Non si scherza con il condominio; ragioni ed effetti della sentenza della Cassazione
Sanzione della censura per il legale, nel caso specifico, per plurime cause rivolte nei confronti di un ex condòmino
E' punibile con la sanzione disciplinare della “censura” la condotta del legale che ha fatto intraprendere al condominio patrocinato plurime azioni giudiziarie non necessarie nei confronti di un condòmino apparente. Questo è ciò che si ricava dalla sentenza 25574 del 12 novembre 2020 emessa dalla Cassazione in sezioni Unite.
La deontologia forense
Il Codice deontologico forense stabilisce le norme di comportamento che l'avvocato è tenuto ad osservare in via generale e, specificatamente, nei suoi rapporti con il cliente, con la controparte, con altri avvocati e con altri professionisti. Anche tramite il rispetto di tali norme di comportamento, l'avvocato contribuisce all'attuazione dell'ordinamento giuridico per i fini della giustizia.

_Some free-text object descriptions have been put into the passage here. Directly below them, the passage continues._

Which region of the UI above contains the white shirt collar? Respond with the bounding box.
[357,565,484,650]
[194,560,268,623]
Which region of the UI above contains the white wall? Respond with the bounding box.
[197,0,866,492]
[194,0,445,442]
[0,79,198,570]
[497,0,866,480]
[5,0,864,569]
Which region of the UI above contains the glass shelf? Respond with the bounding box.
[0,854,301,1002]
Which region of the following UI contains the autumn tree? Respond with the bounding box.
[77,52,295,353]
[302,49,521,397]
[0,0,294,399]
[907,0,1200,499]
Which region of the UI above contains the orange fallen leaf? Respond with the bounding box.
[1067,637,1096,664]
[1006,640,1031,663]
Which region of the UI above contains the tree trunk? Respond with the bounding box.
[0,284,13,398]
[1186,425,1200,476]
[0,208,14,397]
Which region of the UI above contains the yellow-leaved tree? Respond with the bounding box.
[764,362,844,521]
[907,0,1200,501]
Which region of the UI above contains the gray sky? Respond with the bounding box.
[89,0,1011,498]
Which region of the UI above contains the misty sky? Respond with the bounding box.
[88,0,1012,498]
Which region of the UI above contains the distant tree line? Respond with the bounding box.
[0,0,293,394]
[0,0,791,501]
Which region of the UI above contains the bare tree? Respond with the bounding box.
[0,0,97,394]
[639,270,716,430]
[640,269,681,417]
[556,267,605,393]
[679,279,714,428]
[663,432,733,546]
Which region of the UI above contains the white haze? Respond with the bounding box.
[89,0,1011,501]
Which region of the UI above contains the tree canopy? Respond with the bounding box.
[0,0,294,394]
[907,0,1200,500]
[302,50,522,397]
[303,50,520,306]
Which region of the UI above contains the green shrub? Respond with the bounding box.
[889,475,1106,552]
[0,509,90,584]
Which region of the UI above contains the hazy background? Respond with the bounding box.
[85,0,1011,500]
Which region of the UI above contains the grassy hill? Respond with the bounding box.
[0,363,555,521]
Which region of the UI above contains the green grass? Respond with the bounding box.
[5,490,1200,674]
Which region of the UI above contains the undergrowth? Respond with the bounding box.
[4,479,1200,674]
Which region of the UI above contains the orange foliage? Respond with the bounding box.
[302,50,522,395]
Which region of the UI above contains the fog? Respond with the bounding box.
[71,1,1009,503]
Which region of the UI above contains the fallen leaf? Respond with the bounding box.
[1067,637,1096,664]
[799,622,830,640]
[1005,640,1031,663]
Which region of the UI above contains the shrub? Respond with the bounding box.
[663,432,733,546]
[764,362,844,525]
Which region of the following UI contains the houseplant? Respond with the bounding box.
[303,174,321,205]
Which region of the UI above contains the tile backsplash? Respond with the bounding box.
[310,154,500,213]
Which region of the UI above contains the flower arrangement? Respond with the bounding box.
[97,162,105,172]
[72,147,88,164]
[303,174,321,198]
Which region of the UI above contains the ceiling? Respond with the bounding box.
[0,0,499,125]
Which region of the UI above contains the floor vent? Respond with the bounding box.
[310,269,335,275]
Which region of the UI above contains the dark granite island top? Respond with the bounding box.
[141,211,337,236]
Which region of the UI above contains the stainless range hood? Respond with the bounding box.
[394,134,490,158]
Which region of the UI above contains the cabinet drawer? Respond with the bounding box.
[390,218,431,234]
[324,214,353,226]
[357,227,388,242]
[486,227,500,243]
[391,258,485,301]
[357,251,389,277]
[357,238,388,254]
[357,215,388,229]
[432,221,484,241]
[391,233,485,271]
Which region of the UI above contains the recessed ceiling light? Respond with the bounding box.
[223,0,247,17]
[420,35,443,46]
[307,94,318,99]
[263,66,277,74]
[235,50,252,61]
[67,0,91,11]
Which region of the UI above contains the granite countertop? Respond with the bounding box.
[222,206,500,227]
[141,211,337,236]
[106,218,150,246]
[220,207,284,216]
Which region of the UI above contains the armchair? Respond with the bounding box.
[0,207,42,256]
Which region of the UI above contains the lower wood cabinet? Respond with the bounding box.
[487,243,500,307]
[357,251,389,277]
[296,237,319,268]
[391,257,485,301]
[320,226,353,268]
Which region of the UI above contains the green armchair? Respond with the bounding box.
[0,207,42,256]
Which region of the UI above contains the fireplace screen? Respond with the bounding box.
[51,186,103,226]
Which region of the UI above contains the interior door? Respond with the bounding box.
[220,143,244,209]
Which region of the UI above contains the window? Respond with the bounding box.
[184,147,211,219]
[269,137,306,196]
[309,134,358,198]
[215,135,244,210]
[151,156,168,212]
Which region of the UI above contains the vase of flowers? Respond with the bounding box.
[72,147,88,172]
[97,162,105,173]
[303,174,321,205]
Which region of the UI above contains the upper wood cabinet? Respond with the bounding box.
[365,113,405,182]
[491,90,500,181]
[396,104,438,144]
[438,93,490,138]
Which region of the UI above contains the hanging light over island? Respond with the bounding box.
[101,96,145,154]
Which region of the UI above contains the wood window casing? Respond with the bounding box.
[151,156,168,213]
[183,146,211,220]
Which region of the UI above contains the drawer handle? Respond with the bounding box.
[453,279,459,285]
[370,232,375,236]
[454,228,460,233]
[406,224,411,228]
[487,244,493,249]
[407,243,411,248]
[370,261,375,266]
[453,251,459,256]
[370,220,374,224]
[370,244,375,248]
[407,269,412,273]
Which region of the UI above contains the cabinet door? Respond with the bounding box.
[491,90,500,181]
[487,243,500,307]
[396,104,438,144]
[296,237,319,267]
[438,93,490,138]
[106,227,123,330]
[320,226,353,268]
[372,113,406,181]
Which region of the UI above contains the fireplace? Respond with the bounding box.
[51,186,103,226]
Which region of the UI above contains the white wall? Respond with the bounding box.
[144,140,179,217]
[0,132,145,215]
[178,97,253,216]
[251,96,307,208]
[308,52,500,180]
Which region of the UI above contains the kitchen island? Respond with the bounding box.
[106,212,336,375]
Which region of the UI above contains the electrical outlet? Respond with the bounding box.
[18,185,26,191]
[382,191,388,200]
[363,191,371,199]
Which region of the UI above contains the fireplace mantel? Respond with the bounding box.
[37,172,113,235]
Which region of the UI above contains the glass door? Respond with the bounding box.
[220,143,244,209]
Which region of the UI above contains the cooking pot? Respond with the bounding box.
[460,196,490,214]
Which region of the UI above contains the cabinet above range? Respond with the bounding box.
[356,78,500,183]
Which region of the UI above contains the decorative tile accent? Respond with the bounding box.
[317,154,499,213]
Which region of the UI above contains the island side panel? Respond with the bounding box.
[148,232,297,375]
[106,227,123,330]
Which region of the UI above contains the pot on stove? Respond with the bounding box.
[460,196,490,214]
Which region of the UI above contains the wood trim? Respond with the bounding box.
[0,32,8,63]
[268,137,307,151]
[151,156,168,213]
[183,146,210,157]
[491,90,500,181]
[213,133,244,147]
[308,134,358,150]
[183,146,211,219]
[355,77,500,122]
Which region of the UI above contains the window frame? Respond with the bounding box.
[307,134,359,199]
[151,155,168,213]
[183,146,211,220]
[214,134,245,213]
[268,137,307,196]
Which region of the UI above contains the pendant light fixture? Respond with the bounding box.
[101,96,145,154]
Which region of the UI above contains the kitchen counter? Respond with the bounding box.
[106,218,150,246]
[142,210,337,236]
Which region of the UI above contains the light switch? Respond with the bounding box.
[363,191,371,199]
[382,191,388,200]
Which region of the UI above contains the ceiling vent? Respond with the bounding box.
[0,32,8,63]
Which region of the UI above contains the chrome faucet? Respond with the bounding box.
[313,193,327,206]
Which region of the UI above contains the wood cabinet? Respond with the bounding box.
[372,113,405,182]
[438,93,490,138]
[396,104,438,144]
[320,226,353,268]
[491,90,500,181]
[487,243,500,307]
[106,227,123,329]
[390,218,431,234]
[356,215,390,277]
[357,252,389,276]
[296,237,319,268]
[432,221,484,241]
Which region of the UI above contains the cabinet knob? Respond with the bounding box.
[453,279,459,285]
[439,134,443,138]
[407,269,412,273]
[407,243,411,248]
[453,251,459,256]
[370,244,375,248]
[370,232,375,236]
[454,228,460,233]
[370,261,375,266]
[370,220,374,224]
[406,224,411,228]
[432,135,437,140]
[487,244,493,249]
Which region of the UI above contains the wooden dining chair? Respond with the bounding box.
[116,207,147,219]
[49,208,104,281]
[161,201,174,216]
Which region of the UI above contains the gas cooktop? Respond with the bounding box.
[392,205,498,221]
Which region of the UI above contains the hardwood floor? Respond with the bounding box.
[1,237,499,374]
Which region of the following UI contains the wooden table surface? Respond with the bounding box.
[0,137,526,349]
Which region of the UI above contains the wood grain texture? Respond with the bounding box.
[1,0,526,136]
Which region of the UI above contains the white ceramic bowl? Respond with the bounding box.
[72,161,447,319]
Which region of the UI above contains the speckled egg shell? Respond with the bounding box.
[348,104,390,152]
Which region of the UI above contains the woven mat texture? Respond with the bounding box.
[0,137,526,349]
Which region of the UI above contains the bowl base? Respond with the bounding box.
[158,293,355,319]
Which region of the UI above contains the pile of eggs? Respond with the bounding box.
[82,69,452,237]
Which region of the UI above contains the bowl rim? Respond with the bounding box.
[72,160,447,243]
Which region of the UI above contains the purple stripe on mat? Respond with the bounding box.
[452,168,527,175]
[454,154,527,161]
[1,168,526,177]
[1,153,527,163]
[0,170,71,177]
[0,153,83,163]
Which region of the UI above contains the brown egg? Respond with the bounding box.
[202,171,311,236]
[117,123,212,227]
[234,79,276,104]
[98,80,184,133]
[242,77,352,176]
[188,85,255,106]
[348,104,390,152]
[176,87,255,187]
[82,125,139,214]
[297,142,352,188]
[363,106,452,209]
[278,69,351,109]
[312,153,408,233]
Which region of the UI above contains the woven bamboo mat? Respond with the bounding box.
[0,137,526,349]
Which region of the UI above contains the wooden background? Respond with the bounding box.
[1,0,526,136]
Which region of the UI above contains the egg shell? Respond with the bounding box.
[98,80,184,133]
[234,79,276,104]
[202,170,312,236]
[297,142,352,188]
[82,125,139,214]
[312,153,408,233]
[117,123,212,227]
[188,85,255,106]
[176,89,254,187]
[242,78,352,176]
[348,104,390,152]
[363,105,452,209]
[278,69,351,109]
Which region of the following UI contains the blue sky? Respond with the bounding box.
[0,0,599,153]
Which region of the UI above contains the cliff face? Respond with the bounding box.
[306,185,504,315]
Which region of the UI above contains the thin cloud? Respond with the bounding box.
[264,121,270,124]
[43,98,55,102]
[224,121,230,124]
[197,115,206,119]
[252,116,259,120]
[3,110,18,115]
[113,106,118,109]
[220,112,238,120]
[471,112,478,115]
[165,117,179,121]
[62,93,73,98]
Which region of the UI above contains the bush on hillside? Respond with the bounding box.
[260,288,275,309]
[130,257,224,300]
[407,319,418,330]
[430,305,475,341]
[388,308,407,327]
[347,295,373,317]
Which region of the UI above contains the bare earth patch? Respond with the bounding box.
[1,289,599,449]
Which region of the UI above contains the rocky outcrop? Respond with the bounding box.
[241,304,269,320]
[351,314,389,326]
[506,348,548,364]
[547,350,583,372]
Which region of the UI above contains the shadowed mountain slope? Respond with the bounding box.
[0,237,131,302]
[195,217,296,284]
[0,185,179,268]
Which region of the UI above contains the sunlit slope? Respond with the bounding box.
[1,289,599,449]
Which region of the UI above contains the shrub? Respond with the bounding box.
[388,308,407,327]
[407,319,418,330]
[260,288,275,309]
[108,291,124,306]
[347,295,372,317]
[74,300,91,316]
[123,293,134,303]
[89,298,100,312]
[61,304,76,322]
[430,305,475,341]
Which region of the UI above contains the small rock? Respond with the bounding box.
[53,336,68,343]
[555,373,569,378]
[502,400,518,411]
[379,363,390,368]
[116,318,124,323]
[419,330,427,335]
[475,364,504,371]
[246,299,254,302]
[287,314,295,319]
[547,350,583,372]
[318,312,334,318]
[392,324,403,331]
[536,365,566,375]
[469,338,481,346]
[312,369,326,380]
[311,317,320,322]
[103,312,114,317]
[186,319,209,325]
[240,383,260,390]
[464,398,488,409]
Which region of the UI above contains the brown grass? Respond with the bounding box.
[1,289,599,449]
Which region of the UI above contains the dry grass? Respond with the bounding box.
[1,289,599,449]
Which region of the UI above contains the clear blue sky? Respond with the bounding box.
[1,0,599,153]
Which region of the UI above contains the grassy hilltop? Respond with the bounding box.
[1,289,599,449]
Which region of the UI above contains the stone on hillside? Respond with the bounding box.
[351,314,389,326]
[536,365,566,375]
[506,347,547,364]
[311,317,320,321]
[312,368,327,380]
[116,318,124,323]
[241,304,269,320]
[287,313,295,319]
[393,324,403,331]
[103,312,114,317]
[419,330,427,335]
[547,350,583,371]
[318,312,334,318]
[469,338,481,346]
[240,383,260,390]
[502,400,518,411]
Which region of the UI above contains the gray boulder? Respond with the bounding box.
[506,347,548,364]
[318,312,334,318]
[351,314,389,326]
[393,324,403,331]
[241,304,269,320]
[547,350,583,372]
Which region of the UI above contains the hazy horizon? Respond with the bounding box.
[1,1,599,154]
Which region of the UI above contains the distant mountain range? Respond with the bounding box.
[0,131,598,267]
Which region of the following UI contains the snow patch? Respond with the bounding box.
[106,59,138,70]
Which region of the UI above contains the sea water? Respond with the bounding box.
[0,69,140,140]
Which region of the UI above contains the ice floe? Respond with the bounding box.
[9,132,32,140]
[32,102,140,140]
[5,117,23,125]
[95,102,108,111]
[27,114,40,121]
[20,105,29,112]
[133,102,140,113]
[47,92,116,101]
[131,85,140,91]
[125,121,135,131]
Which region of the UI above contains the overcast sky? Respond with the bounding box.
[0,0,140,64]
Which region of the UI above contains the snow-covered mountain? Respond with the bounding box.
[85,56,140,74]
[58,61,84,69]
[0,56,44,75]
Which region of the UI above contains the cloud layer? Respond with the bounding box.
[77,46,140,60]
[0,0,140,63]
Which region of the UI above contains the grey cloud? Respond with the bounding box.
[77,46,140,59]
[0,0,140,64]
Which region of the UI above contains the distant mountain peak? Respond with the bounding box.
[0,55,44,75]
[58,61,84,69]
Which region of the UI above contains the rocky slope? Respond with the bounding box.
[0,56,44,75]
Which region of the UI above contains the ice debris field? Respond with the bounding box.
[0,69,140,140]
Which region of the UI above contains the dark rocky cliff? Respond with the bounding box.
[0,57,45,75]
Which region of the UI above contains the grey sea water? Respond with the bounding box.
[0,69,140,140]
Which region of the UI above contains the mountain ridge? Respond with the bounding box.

Il Codice deontologico, attualmente in vigore, è stato approvato dal Consiglio nazionale forense il 31 gennaio 2014 in attuazione della legge 247/2012 - recante Nuova disciplina dell'ordinamento della professione forense- ed è stato pubblicato in Gazzetta Ufficiale numero 241 del 16 ottobre 2014.Ciò premesso, il caso definito dalla sentenza, riguardava una fattispecie di responsabilità deontologica imputata all'avvocato dal proprio ordine di appartenenza, a fronte di plurime cause rivolte nei confronti di un ex condòmino, in violazione dell'articolo 63 delle Disposizioni di attuazione al Codice civile.
Il caso specifico
I capi di incolpazione – come vengono definite le imputazioni rivolte agli avvocati, dal punto di vista deontologico- erano due:
- il primo, quello contenuto nell'articolo 36 previgente (oggi trasfuso nell'articolo 23) che vieta all'avvocato di aggravare la controparte con plurima azione;
- il secondo, in relazione all'articolo 8 del «previgente codice deontologico forense», per non avere l'avvocato adempiuto ai propri doveri professionali con diligenza.Per quanto qui di rilievo, la sanzione irrogata all'avvocato – poi confermata nella sentenza in commento – è stata la “censura”, la quale, in particolare, consiste nel biasimo formale e si applica quando la gravità dell'infrazione, il grado di responsabilità, i precedenti dell'incolpato e il suo comportamento successivo al fatto inducono a ritenere che l'avvocato non incorrerà in un'altra infrazione.